5) A local philanthropist made an unconditional pledge to donate $100,000 to a not-for-profit organization to be paid in five equal installments of $20,000 beginning in two years. Under FASB standards the pledge would be recognized as:
A) A contribution of $20,000 in each of the five years a contribution is made.
B) A contribution of $100,000 in the year the pledge is made, adjusted for the estimated uncollectible amount.
C) Deferred support of $100,000 in the year the pledge was made.
D) A contribution of $100,000 in the year the pledge was made, discounted for the difference between the pledge and its present value.
6) Which of the following would be considered "contribution revenue or support" of a not-for-profit organization under FASB standards?

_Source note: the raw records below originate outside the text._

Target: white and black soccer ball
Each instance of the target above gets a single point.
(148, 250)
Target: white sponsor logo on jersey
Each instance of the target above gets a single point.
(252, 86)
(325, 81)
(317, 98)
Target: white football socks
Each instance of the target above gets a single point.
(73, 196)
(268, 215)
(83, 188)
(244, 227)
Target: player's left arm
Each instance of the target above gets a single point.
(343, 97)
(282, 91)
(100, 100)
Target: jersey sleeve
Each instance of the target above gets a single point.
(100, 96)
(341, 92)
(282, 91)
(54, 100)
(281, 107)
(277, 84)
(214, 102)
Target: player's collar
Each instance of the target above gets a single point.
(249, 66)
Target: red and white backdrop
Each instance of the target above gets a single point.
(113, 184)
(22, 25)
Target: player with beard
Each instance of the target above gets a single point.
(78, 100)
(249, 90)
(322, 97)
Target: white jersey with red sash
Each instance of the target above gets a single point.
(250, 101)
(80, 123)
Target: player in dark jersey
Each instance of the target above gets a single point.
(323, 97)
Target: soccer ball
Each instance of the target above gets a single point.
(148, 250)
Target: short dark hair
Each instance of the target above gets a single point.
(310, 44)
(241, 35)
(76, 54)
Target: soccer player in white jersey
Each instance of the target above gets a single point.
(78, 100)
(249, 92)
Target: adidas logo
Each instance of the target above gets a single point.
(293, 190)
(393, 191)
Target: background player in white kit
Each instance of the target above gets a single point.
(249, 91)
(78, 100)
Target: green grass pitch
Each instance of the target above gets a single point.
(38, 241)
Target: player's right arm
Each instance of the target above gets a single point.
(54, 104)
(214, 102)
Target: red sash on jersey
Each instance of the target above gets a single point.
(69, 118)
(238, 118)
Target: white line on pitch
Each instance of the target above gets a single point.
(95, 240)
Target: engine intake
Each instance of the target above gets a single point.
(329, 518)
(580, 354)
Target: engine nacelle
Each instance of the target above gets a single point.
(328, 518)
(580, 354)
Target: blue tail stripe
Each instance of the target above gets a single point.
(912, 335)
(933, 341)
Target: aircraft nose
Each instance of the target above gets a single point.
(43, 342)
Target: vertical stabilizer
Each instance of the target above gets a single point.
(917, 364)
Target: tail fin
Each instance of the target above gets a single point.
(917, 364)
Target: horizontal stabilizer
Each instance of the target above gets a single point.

A) Gain on disposal of capital assets.
B) Money received from a fund-raising campaign.
C) Money received from rental of surplus office space.
D) Investment earnings.
7) Under FASB standards, which of the following contributions would not have to be reported as an asset on the statement of financial position of a not-for-profit organization?
A) Land was donated to the Friends of the Forest Society for conversion into a nature trail.
B) The original courthouse was donated to the Historical Preservation Society for conversion into a museum.
C) An art collector donated a famous oil painting to a local art museum for display in its exhibit hall.
D) A valuable coin collection was donated to the Youth for Conservation organization, which the organization plans to sell at current market prices.
8) When a nongovernmental not-for-profit organization spends money for the purpose of which an external donor intended, the expense is reported as a:
A) Decrease in net assets with donor restrictions.
B) Decrease in net assets without donor restrictions.
C) Decrease in current-restricted fund balance.
D) Decrease in committed fund balance.